Fort Edward Bowling

Fort Edward Bowlers have undefeated season.
Posted on 03/02/2021
Fort Edward Bowlers went undefeated this season! Congratulations everyone! 

Read the great write up by the Post Star below.

As coach Nelson Chase put it, Fort Edward will take a virtual championship over no season at all.

With the coronavirus pandemic forcing high school bowling teams to compete in “virtual matches” at their own home bowling centers, the Flying Forts were able to complete their season without a blemish.

On Wednesday, Fort Edward rolled to the Adirondack League championship to cap off an undefeated 48-0 season, believed to be a first for the small-school bowling power.

“All things considered, it was a fantastic season,” said Chase, who has coached Fort Edward for 23 years, in a phone interview. “We didn’t have anybody out sick, we have kids who are hybrid and kids who are remote, and they all kept coming back and executing.

“This gave the kids, particularly the seniors, a little bit of normal,” he added. “It’s not the same, but it’s something normal.”

For Fort Edward, just having a sport to play was a tribute to a hard-working booster club that stepped in when the school budget was defeated last summer.

“They raised thousands and thousands of dollars,” Chase said. “They came through big-time — and not just for sports, we wouldn’t have had a yearbook or a lot of things without them.”

Bowling at their Broadway Lanes home, the Forts racked up a total pinfall of 6,190, more than 1,100 pins more than runner-up Granville, which finished with 5,031. Lake George was third with 4,758.



Fort Edward’s Brenton DeLisle rolled the high six-game series of 1,368, followed by Lake George’s Garrett Dunsmore with a 1,284.

The Forts’ Edward Amell earned the award for a high triple of 692, followed by teammate Mark Humphreys with a 637 series. Whitehall’s Kaleb Lyman had the high single game of 247, with Fort Edward’s Andrew Fish and Granville’s Lane Mattison both rolling a 244.

Dillon Perkins, Chris Yasko and Isaac Virtue rounded out Fort Edward’s seven-man roster for Wednesday’s tournament.

“Our five strongest have all bowled in our Saturday (youth) program since they were young elementary school kids,” Chase said. “My No. 6, Chris Yasko, he’s mainly a basketball guy, but with no basketball to start the season, we said, ‘Go grab your bowling ball,’ and he did.”

Chase said the Adirondack League figured out a virtual season schedule shortly before bowling was announced as one of the “low-risk” high school sports that could start practice in December.

Bowling matches would be contested at each team’s home site, with scores reported and compared afterward.
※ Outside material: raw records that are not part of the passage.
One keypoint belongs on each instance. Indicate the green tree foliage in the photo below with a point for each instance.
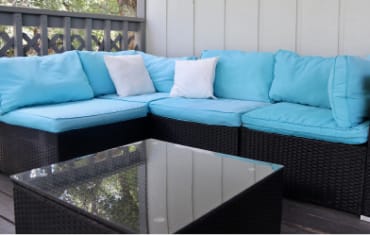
(111, 7)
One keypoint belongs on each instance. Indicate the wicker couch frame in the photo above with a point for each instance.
(328, 174)
(24, 148)
(320, 172)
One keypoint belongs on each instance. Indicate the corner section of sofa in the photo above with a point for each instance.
(324, 163)
(37, 136)
(204, 123)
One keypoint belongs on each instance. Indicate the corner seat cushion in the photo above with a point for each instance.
(303, 121)
(145, 98)
(223, 112)
(75, 115)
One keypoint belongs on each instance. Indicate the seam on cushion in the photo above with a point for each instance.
(183, 119)
(331, 95)
(346, 94)
(215, 111)
(214, 124)
(95, 115)
(293, 124)
(337, 139)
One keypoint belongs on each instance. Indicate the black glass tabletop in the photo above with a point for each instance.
(147, 187)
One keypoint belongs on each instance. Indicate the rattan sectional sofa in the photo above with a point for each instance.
(279, 107)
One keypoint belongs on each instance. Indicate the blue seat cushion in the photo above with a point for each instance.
(145, 98)
(39, 80)
(75, 115)
(349, 90)
(242, 75)
(301, 79)
(161, 70)
(96, 71)
(223, 112)
(304, 121)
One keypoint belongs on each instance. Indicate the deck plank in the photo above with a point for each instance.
(6, 207)
(6, 186)
(316, 219)
(6, 227)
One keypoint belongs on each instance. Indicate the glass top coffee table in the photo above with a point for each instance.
(150, 187)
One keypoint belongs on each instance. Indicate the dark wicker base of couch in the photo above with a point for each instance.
(215, 138)
(25, 148)
(325, 173)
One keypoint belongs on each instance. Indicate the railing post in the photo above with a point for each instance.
(141, 9)
(124, 42)
(141, 12)
(88, 29)
(44, 35)
(18, 34)
(67, 34)
(107, 38)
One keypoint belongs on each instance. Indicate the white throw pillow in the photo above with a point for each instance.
(194, 78)
(129, 75)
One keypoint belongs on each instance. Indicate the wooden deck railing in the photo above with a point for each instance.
(43, 32)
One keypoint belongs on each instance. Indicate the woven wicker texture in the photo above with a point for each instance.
(24, 148)
(215, 138)
(366, 201)
(325, 173)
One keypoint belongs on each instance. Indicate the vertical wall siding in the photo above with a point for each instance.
(310, 27)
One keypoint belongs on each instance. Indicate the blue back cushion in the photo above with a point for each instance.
(27, 81)
(349, 90)
(161, 70)
(96, 71)
(301, 79)
(242, 75)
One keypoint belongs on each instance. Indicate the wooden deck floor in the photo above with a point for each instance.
(297, 217)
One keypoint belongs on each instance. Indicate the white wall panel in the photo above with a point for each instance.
(355, 32)
(241, 20)
(156, 27)
(318, 27)
(278, 25)
(180, 28)
(209, 25)
(311, 27)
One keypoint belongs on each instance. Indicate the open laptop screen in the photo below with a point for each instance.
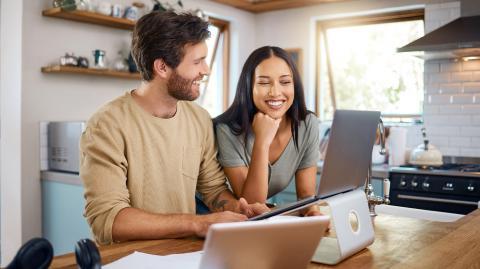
(347, 159)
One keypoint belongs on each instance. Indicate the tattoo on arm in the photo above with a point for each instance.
(217, 205)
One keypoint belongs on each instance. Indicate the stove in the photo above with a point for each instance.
(453, 187)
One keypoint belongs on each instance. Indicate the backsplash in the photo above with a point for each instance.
(452, 94)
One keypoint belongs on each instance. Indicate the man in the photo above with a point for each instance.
(144, 154)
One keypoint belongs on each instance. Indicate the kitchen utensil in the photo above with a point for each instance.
(105, 8)
(82, 62)
(99, 60)
(426, 155)
(131, 13)
(117, 11)
(69, 59)
(119, 63)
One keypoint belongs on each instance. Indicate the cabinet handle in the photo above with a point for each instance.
(440, 200)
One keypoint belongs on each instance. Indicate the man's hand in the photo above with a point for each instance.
(204, 221)
(251, 210)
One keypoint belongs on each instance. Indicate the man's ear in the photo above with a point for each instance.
(161, 69)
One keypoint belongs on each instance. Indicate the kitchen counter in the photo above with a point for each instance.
(399, 243)
(378, 170)
(62, 177)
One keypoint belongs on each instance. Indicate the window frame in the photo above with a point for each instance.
(323, 25)
(224, 29)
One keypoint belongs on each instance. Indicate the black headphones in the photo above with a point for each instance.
(87, 255)
(37, 253)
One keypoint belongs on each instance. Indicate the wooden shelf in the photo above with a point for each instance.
(89, 17)
(90, 71)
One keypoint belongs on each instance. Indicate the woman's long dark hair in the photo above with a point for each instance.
(239, 115)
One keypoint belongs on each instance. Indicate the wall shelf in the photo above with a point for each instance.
(89, 17)
(59, 69)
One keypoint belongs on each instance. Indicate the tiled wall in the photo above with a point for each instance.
(452, 94)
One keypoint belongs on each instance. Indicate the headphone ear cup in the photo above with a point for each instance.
(36, 253)
(87, 255)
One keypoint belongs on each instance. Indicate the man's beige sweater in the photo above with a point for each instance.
(130, 158)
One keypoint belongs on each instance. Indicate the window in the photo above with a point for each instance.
(359, 67)
(214, 92)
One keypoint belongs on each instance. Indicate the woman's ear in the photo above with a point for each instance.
(161, 69)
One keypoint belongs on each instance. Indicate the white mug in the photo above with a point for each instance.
(117, 11)
(104, 8)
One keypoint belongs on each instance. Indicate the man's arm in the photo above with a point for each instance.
(226, 201)
(133, 224)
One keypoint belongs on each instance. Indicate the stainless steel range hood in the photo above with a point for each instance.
(457, 39)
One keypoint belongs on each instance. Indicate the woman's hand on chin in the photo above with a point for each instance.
(265, 127)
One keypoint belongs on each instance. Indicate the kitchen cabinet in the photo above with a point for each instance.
(63, 204)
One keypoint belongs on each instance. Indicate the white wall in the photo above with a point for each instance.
(10, 119)
(295, 28)
(50, 97)
(452, 95)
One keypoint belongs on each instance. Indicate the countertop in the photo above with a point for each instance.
(399, 243)
(378, 171)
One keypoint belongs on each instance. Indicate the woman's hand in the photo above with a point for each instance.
(264, 127)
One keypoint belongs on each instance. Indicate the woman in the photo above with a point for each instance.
(267, 136)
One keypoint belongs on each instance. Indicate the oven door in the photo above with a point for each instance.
(435, 201)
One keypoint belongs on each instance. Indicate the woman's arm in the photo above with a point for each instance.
(251, 182)
(305, 184)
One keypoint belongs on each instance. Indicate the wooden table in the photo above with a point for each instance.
(399, 243)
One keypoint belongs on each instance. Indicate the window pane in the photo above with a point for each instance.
(369, 74)
(211, 94)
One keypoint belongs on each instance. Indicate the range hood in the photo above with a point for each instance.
(457, 39)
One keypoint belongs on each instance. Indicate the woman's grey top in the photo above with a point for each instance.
(232, 153)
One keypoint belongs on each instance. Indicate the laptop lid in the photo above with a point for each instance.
(349, 151)
(345, 168)
(281, 243)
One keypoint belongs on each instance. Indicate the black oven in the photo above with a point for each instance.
(438, 190)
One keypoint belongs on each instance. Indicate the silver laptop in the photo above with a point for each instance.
(347, 159)
(284, 243)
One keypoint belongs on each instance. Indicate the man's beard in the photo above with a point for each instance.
(181, 88)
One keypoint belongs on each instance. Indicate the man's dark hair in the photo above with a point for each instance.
(163, 35)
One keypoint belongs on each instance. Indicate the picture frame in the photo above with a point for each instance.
(297, 57)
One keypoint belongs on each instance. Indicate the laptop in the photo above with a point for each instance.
(283, 242)
(347, 159)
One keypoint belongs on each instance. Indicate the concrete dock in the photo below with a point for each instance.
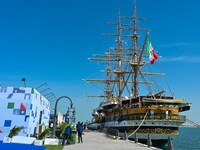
(93, 140)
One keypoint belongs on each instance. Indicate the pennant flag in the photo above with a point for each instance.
(22, 107)
(151, 52)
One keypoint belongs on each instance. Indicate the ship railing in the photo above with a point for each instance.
(111, 131)
(155, 116)
(150, 117)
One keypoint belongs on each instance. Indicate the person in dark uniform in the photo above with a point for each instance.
(79, 128)
(67, 133)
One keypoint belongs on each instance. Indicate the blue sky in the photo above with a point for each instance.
(50, 41)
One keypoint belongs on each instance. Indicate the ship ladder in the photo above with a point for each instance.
(139, 125)
(193, 123)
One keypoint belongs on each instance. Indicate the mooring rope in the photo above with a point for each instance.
(139, 125)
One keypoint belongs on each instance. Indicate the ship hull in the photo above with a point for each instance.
(159, 131)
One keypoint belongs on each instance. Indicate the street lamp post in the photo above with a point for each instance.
(55, 111)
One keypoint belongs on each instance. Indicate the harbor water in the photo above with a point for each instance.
(188, 139)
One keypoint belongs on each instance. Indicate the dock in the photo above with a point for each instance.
(93, 140)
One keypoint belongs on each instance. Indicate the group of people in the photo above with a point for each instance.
(68, 131)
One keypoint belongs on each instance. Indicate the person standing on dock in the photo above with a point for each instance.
(67, 133)
(79, 128)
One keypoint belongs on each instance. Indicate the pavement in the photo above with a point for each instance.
(94, 140)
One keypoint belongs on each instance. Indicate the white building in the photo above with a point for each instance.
(22, 107)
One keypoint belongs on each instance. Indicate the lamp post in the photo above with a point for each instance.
(24, 80)
(55, 111)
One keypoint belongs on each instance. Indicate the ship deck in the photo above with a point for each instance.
(98, 141)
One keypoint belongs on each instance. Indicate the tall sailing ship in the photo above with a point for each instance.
(133, 101)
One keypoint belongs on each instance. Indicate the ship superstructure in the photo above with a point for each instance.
(133, 101)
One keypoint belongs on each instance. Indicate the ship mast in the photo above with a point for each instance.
(134, 61)
(119, 72)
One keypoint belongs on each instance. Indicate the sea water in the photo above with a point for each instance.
(188, 139)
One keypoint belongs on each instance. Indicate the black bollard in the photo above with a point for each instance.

“We made up a regular league schedule, but everything would be done at your home bowling center,” Chase said. “With Lake George, North Warren and Hadley-Luzerne all using the same center (Lake George Lanes & Games), I had to rotate it through them — they didn’t want more than two teams there at a time.”



Working with the area bowling centers, Chase came up with protocols to promote masks, social distancing and clean, assigned team areas. Bowling centers have installed plexiglass barriers between lanes and removed some seating to comply with state regulations.

“It looked different, but it’s way better than no season, no tournament,” Chase said.